Carmody Groarke won a competitive tender process to design the development and will now receive a £950,000 contract to come up with detailed plans for the Grade II*-listed brutalist building.
S1 Artspace artistic director Louise Hutchinson said: "We are delighted to be working with Carmody Groarke to transform our vision for Park Hill Art Space into a design that we hope will capture the imagination of audiences both locally and nationally.
"The quality of the shortlisted proposals was extremely impressive, which reflects the enormous potential of this project and continued interest in Park Hill. We very much look forward to working with Carmody Groarke on this exciting project."
The winning design was chosen ahead of rival bids by Caruso St John, 6a Architects, David Kohn Architects, Architecture 00 and Dow Jones Architects.
Carmody Groarke is known for its work on various projects across the country, including an £11 million redevelopment of Dorset County Museum, work on the Victoria and Albert Museum, and a plan to turn unused farming land near Heathrow airport into a park.
Director Andy Groarke said: "We are extremely proud to have been selected by S1 Artspace to work with them in developing their vision for an international public art venue and artists’ studios.
"Making S1 Artspace an integral part of the future of Park Hill will be hugely important for the growth of the arts and the cultural economy of Sheffield, and will safeguard the listed buildings’ future with creative transformation."
Park Hill, which was completed in 1961, was once a pioneering social housing development, but fell into disrepair over the decades.
Regeneration firm Urban Splash is part-way through a major project to bring it back into use.

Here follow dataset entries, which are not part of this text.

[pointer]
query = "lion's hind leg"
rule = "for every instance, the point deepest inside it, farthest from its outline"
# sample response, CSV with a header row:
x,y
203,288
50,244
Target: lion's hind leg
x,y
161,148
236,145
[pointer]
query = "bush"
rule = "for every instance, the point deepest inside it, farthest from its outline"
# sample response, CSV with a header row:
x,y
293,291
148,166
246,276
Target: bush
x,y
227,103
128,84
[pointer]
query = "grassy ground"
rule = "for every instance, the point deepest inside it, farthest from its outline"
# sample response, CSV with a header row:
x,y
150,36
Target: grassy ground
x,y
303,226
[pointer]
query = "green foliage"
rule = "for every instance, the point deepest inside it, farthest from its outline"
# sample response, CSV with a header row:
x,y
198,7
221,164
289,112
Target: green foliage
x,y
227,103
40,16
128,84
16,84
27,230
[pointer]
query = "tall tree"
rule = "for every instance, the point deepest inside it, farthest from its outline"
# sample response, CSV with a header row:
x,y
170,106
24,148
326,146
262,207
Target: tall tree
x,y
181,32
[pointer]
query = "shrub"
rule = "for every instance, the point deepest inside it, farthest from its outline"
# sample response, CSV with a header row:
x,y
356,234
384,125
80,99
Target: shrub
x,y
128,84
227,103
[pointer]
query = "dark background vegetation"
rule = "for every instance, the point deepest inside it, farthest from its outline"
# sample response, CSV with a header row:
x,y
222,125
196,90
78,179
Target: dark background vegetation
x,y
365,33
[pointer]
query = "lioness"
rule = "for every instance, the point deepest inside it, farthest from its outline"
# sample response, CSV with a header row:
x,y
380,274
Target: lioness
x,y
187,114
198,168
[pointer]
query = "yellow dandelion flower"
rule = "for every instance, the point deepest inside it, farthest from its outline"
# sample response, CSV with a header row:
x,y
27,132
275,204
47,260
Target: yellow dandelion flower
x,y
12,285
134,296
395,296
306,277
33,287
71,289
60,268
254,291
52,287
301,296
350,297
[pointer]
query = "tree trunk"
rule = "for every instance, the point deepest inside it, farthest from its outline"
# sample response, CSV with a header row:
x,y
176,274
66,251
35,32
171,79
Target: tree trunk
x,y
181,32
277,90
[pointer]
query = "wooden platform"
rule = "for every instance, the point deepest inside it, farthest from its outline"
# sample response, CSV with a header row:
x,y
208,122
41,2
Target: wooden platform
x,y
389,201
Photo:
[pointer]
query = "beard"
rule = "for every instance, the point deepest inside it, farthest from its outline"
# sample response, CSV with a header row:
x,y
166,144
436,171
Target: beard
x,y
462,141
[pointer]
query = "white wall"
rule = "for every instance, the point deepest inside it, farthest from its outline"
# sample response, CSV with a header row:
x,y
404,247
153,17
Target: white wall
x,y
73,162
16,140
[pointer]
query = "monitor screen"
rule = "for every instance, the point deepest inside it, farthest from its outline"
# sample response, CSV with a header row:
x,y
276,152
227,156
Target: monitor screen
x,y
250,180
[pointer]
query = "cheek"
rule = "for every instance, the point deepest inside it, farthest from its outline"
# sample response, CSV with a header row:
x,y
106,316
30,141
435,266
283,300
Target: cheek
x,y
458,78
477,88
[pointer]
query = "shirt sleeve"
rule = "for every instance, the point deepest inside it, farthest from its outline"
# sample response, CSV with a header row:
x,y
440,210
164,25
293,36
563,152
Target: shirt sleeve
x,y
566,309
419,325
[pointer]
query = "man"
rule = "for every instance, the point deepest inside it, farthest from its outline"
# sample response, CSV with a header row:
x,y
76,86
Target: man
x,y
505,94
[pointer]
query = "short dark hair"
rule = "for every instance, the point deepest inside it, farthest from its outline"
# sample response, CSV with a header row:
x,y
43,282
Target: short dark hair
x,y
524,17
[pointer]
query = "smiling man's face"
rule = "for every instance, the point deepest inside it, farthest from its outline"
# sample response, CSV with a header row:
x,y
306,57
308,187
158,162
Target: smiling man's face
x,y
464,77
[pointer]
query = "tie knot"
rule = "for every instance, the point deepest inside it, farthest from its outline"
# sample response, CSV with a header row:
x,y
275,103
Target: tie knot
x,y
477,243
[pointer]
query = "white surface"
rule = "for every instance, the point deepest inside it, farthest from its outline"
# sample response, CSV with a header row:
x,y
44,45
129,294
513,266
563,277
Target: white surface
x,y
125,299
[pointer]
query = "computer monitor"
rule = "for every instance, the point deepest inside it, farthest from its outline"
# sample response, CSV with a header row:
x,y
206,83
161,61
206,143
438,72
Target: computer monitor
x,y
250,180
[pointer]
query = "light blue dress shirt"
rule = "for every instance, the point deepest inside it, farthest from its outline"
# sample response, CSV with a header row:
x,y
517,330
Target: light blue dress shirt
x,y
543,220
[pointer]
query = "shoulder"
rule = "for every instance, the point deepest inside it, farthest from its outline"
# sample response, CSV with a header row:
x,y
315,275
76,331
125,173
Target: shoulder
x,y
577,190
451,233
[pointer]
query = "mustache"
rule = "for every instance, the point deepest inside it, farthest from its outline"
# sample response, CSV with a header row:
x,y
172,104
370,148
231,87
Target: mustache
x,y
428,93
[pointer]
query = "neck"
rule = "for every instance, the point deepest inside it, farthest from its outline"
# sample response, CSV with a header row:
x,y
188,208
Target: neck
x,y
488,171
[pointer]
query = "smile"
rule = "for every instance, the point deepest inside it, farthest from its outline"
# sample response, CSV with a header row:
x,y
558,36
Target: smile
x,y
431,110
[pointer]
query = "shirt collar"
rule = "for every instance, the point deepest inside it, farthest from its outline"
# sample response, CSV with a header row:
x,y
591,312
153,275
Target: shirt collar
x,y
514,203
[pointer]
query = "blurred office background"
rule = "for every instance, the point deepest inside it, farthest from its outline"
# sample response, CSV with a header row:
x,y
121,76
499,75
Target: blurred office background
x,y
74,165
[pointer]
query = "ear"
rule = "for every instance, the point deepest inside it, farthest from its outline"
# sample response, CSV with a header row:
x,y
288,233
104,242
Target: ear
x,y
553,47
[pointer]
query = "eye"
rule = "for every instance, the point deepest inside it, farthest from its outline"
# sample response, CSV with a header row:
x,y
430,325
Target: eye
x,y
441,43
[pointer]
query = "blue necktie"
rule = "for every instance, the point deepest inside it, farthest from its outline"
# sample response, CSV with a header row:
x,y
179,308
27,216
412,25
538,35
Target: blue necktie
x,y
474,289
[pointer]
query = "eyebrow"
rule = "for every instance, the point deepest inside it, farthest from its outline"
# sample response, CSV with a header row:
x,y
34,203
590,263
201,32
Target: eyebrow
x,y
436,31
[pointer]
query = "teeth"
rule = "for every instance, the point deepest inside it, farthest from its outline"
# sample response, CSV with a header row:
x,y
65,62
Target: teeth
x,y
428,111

Conversion of the first block into 260 homes is now complete, and plans for the £25 million second phase of 200 homes and 2,500 sq m of business space were submitted earlier this year.
A further phase includes a £20 million student accommodation block.
The Government has set aside £1 million for the Duke Street project, and S1 Artspace is bidding for more funding.
The Park Hill Art Space will feature studios for artists and creative businesses, a research institute, an auditorium, learning space, archive, live-work flats, a production workshop, café, shop and an outdoor sculpture park. It is scheduled to complete in 2022.